Requires investment in small farms
As an alternative to the climate crisis, indigenous peoples, small farmers and farm workers have demanded a conscious investment in small-scale agriculture. This provides us with food, is low-energy, provides jobs and cools the planet as it binds carbon dioxide. In order to achieve food sovereignty and energy sovereignty, countries must invest in becoming self-sufficient in locally produced food production as well as energy supply through small-scale sustainable energy facilities.
The popular movements in Latin America have also presented proposals for other measures to secure the planet's future. During the People's Climate Conference in Cochabamba, Bolivia in 2010, one of the key proposals was to provide the planet with legal protection. This is expressed in the Declaration of the Rights of Mother Earth, a proposal that the Bolivian government presented to the UN.
Wants to set up climate tribunals
Another proposal was to set up Climate Tribunals which, like the International Tribunals that rule on war crimes, could hold companies that commit environmental and climate crimes accountable and possibly convict them of "ecocide" or environmental killings. In addition to these proposals, there was also a worldwide referendum on the climate. Something that would be educational, counteract the democratic deficit that characterizes the COP meetings and engage people behind climate goals.
All of these proposals require fundamental changes to today's systems and challenge us to think about other ways of organizing the world and the management of nature, including humans.
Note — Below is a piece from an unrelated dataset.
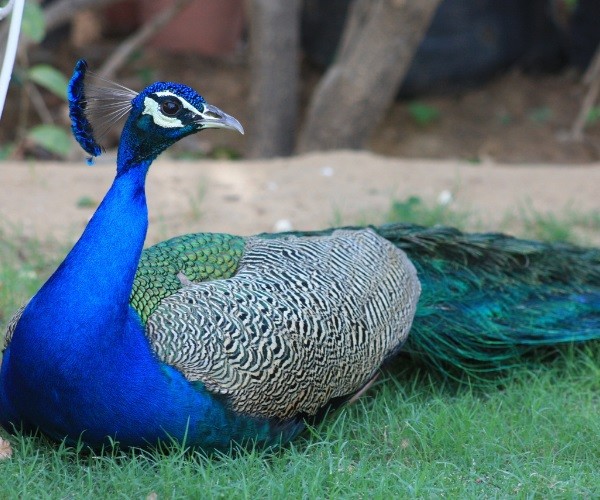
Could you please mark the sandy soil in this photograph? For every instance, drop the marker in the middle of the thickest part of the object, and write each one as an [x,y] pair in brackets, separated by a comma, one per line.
[307,192]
The popular movements in the global south want to counteract climate change with system change. But the indigenous movement also wants to move away from systems where nature is seen only as a source of resources and away from the idea that development is synonymous with unstoppable material and economic growth. A paradigm shift that in the Latin American discussion goes by the name: The Society of the Good Life. A society based on harmony between people and nature.
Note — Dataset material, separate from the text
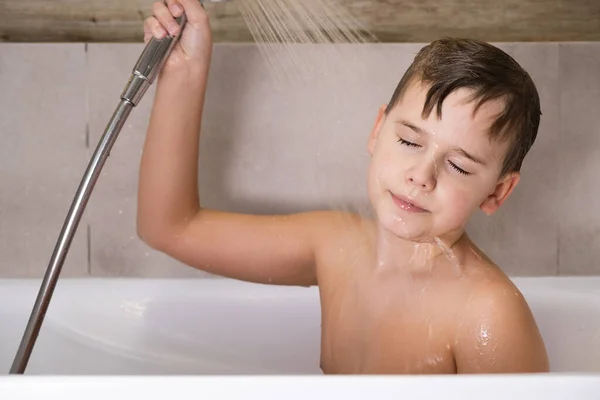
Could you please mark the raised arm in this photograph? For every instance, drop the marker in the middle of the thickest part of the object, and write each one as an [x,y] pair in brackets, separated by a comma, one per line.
[266,249]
The Swedish government should take these perspectives and show this by:
- To sign the UN Convention ILO 169 which gives the Sami people recognition.
- To work for the Rome Statute to be supplemented with the crime of environmental murder (ecocide).
- That aid and other resources be allocated to projects that make it easier for indigenous organizations and smallholders to develop climate change proposals.
- To generally pursue a line that emphasizes climate justice and change with popular influence.